Le CIUSSS part du principe qu’à partir du moment qu’ils sont en RPA, ils sont pris en charge et comme ils n’ont pas de places dans le réseau, c’est advienne que pourra”, gardez-les.

Un gestionnaire de RPA qui a témoigné dans le cadre de l’étude

De même, le nombre de places en RPA « achetées » par le réseau de la santé a bondi depuis 2015. Le nombre de RPA ayant au moins une « entente 108 » avec le réseau de la santé, qui assume alors les frais de l’hébergement, est passé de 217 établissements à 422. C’est près de 100 % d’augmentation.

3. Le déménagement des résidants pose beaucoup de défis aux RPA

Lorsqu’une RPA estime qu’un résidant n’est plus en mesure d’y demeurer parce qu’il est en trop grande perte d’autonomie, elle doit transmettre au réseau de la santé un avis de dépassement. Sauf que les familles s’y opposent souvent, craignant que leur parent doive déménager. « Le gestionnaire de la RPA se retrouve donc dans une position où il sait que les besoins de cette personne ne sont pas comblés et qu’elle n’est plus en sécurité », notent les chercheurs. S’ajoutent à cela des considérations financières : certains aînés, à cause d’un budget limité, ont du mal à trouver une place.

La perspective d’un déménagement est une source importante d’anxiété pour les aînés qui vivent en RPA, a constaté Mme Bourassa-Forcier au fil de ses visites. « L’idéal serait de s’assurer de créer un lien avec d’autres RPA, que les gens sachent que c’est là qu’ils vont aller quand le niveau d’autonomie va diminuer. »

4. Les loyers et les frais ont augmenté de façon importante au cours des dernières années

Même si le Québec a en moyenne les prix de loyers les plus bas en RPA, les montants mensuels demandés aux clients des RPA ont augmenté parce que les coûts d’exploitation des établissements ont eux aussi grimpé.

Le tiers des résidants sondés estiment d’ailleurs que leur loyer est trop onéreux, et ce, même si le gouvernement offre un généreux crédit d’impôt aux résidants de RPA.

Les dépenses gouvernementales liées à ce crédit d’impôt ont augmenté de 40 % en l’espace de 5 ans.

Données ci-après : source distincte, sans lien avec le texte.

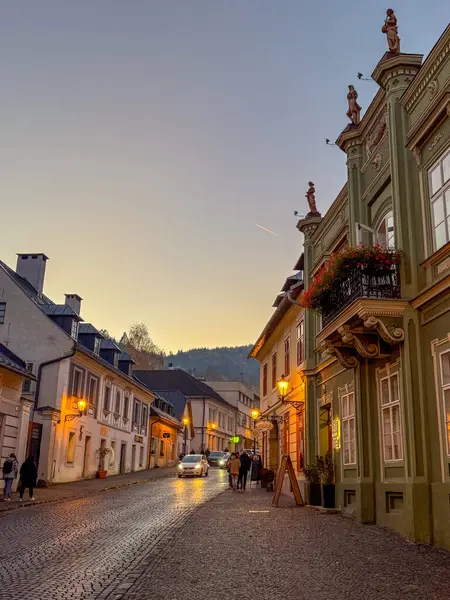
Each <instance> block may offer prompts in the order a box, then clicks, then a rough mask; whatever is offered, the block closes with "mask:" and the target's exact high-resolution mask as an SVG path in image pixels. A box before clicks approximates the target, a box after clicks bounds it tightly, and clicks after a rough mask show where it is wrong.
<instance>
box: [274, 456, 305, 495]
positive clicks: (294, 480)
mask: <svg viewBox="0 0 450 600" xmlns="http://www.w3.org/2000/svg"><path fill="white" fill-rule="evenodd" d="M286 470H287V472H288V475H289V481H290V483H291V489H292V493H293V494H294V499H295V503H296V504H297V506H305V503H304V502H303V498H302V493H301V491H300V488H299V486H298V481H297V477H296V476H295V471H294V467H293V466H292V461H291V457H290V456H287V455H284V456H283V457H282V459H281V463H280V468H279V469H278V473H277V479H276V481H275V490H274V493H273V499H272V506H278V502H279V500H280V496H281V489H282V487H283V481H284V474H285V473H286Z"/></svg>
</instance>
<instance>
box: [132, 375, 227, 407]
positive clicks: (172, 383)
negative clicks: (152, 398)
mask: <svg viewBox="0 0 450 600" xmlns="http://www.w3.org/2000/svg"><path fill="white" fill-rule="evenodd" d="M135 374H136V375H137V376H138V377H139V379H140V380H141V381H143V382H144V384H145V385H146V386H147V387H148V388H149V389H151V390H153V391H155V392H160V391H161V392H162V391H171V392H175V391H178V392H181V393H182V394H184V395H185V396H188V397H189V396H193V397H197V398H198V397H207V398H213V399H214V400H217V401H219V402H221V403H222V404H226V405H227V406H229V407H231V408H234V406H232V405H231V404H229V403H228V402H227V401H226V400H225V399H224V398H222V396H220V395H219V394H218V393H217V392H216V391H215V390H213V389H212V387H209V385H207V384H206V383H203V381H199V380H198V379H196V378H195V377H193V376H192V375H190V374H189V373H187V372H186V371H183V369H161V370H158V371H139V370H137V371H135Z"/></svg>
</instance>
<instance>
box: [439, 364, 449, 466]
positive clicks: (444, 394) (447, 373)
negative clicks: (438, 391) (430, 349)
mask: <svg viewBox="0 0 450 600" xmlns="http://www.w3.org/2000/svg"><path fill="white" fill-rule="evenodd" d="M441 373H442V393H443V398H444V411H445V430H446V432H447V454H448V455H449V456H450V352H445V353H444V354H441Z"/></svg>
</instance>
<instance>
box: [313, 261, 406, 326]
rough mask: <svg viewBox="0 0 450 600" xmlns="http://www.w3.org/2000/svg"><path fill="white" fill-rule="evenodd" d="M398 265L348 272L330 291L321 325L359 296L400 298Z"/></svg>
mask: <svg viewBox="0 0 450 600" xmlns="http://www.w3.org/2000/svg"><path fill="white" fill-rule="evenodd" d="M400 297H401V296H400V279H399V272H398V266H397V265H393V266H392V267H391V270H390V271H386V272H382V273H376V274H368V273H367V272H365V271H362V270H360V269H355V270H354V271H352V272H351V273H349V275H348V277H346V279H345V280H344V281H342V282H341V284H340V286H339V288H338V289H337V290H334V291H333V292H331V294H330V296H329V302H328V306H327V307H326V308H323V310H322V327H325V326H326V325H328V324H329V323H330V322H331V321H332V320H333V319H335V318H336V317H337V316H338V315H339V313H341V312H342V311H343V310H344V309H345V308H346V307H347V306H349V305H350V304H351V303H352V302H353V301H354V300H357V299H359V298H388V299H398V298H400Z"/></svg>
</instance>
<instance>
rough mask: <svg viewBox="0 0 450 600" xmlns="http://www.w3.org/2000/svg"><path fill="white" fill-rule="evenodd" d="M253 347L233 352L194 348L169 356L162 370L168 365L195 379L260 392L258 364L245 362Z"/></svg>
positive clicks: (241, 347) (239, 346)
mask: <svg viewBox="0 0 450 600" xmlns="http://www.w3.org/2000/svg"><path fill="white" fill-rule="evenodd" d="M251 348H252V346H251V345H248V346H236V347H234V348H228V347H223V348H193V349H192V350H186V351H185V352H182V351H179V352H177V353H176V354H168V355H167V356H166V358H165V367H168V366H169V364H170V363H172V366H173V367H174V368H176V367H180V368H181V369H185V370H186V371H188V372H189V373H191V374H192V375H195V376H196V377H204V378H205V379H207V380H208V379H209V380H210V381H222V380H224V381H240V380H241V379H242V380H243V381H244V383H247V384H251V385H253V386H254V387H256V389H257V390H258V389H259V363H258V361H256V360H254V359H248V358H247V356H248V353H249V352H250V350H251Z"/></svg>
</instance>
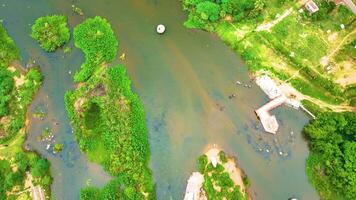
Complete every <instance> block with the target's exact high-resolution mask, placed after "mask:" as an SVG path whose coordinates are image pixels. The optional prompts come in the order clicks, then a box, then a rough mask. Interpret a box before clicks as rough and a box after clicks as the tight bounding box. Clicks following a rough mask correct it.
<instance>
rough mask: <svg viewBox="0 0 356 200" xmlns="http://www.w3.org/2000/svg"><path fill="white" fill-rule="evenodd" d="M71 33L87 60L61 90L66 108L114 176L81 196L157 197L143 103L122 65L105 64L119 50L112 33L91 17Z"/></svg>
mask: <svg viewBox="0 0 356 200" xmlns="http://www.w3.org/2000/svg"><path fill="white" fill-rule="evenodd" d="M73 35H74V39H75V45H76V47H78V48H80V49H81V50H82V51H83V52H84V54H85V58H86V60H85V63H84V64H83V65H82V67H81V70H80V71H79V72H78V73H77V74H76V76H75V77H74V79H75V81H77V82H81V83H82V84H80V86H78V88H76V89H75V90H74V91H69V92H67V93H66V95H65V105H66V109H67V113H68V115H69V118H70V120H71V123H72V125H73V128H74V132H75V136H76V139H77V141H78V143H79V146H80V149H81V151H83V152H85V153H86V154H87V155H88V158H89V160H90V161H93V162H96V163H99V164H101V165H103V167H104V169H105V170H106V171H107V172H109V173H110V174H111V175H112V176H113V179H112V181H110V182H109V183H108V184H107V185H106V186H105V187H104V188H103V189H98V188H94V187H87V188H84V189H82V190H81V197H80V198H81V199H117V198H116V197H118V196H119V197H122V198H123V199H155V190H154V185H153V181H152V175H151V171H150V169H149V168H148V161H149V155H150V152H149V147H148V136H147V128H146V124H145V113H144V110H143V106H142V103H141V102H140V99H139V98H138V96H137V95H136V94H135V93H134V92H133V91H132V89H131V81H130V79H129V77H128V76H127V74H126V70H125V68H124V66H122V65H116V66H112V67H108V66H107V64H108V63H110V62H111V61H112V60H113V59H114V58H115V57H116V55H117V50H118V41H117V39H116V37H115V34H114V32H113V30H112V29H111V26H110V24H109V23H108V22H107V20H106V19H104V18H101V17H95V18H90V19H87V20H86V21H84V22H83V23H81V24H79V25H78V26H77V27H75V29H74V34H73Z"/></svg>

Comme la capacité de payer d’une bonne proportion des aînés est tout de même limitée, les chercheurs suggèrent d’inciter la population à se doter d’une assurance pour les soins de longue durée. À l’instar de l’assurance médicaments, les chercheurs suggèrent une formule hybride, un mélange d’assurance privée pour les soins de longue durée et d’un régime public d’assurance autonomie pour les clientèles plus démunies. « Il faudrait que tout le monde ait une assurance pour ses vieux jours », estime Mélanie Bourassa-Forcier.

Les chercheurs soulignent également la nécessité de créer davantage de RPA à but non lucratif, pour permettre aux aînés qui ont moins de revenus d’accéder au réseau des RPA. « Il faut multiplier le nombre de ces établissements, par le biais notamment des municipalités et du communautaire », conclut la chercheuse.